A América de "Este País Não é Para Velhos" é reconhecível. É aquela que fascina também, por exemplo, Wim Wenders, e que funde a sua memória com a memória das suas imagens (isto é, fundamentalmente, o cinema). A paisagem natural, as estradas, os elementos urbanos tornados "mitológicos", como os motéis e os "diners", etc. No filme dos Coen, que colhe aí o essencial dos seus décors, tudo isso está no seu sítio certo. Se já não há lugar para "old men", o problema não tem a ver com o cenário mas, por assim dizer, com a peça que nele se representa.

O coração narrativo do filme é uma história de ganância e determinação sobre-humana, centrada numa mala de dinheiro que um homem (Josh Brolin) transporta e outro (Bardem) quer recuperar.
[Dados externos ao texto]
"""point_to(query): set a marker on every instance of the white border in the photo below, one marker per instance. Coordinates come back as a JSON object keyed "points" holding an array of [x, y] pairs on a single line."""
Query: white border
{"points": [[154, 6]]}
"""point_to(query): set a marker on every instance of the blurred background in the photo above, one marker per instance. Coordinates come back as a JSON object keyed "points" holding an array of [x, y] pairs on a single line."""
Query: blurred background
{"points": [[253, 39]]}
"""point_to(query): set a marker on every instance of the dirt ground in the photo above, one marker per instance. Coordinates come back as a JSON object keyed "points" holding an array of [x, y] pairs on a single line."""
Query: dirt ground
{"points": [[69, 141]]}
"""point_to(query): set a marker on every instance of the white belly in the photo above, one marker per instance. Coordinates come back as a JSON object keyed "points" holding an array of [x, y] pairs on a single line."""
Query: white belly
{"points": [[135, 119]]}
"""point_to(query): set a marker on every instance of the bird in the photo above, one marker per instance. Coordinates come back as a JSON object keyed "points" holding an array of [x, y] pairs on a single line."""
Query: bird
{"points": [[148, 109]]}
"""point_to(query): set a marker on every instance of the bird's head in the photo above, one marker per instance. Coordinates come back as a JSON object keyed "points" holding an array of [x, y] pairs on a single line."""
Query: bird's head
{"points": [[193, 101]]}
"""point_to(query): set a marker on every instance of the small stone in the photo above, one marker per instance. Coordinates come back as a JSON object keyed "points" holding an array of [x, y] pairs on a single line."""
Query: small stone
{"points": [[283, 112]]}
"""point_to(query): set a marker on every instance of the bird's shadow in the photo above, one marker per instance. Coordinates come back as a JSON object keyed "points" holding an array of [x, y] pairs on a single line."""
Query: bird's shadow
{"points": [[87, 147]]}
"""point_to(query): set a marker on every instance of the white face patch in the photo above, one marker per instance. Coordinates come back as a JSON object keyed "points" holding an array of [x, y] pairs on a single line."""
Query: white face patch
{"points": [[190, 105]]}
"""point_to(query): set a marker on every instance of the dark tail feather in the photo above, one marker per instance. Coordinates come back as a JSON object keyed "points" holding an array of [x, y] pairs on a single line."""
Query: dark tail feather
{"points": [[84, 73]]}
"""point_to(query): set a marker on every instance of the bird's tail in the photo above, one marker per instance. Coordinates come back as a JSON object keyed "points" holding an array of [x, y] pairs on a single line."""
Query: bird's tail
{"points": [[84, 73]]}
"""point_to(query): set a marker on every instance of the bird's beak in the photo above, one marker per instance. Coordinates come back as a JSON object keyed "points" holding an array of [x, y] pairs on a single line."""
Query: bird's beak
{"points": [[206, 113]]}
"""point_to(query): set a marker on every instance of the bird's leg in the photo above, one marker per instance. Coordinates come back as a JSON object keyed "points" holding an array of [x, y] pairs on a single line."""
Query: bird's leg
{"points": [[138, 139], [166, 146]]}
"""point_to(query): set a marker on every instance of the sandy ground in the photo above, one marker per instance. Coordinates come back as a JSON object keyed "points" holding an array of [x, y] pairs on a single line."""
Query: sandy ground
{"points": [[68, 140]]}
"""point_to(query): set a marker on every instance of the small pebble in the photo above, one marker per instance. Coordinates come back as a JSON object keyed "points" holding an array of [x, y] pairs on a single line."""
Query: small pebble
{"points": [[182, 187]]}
A melhor sequência, brilhantemente filmada e montada (e já agora, sonorizada), a do motel e da conduta de ventilação, é com essas duas personagens. Mas o "espírito" do filme concentra-se mais numa terceira personagem, o xerife de Tommy Lee Jones, que entre o nostálgico e o perplexo vai passeando o seu nãoreconhecimento pelo rasto (sanguinolento) deixado pela passagem dos outros dois. Num certo sentido, é o xerife, o "old man", a personagem mais sofrida, e a que enforma o olhar sobre a acção.

E que, no final, condensa toda a ambiguidade desta história, confundindo nostalgia e sonho. É que isto, se calhar, foi sempre assim.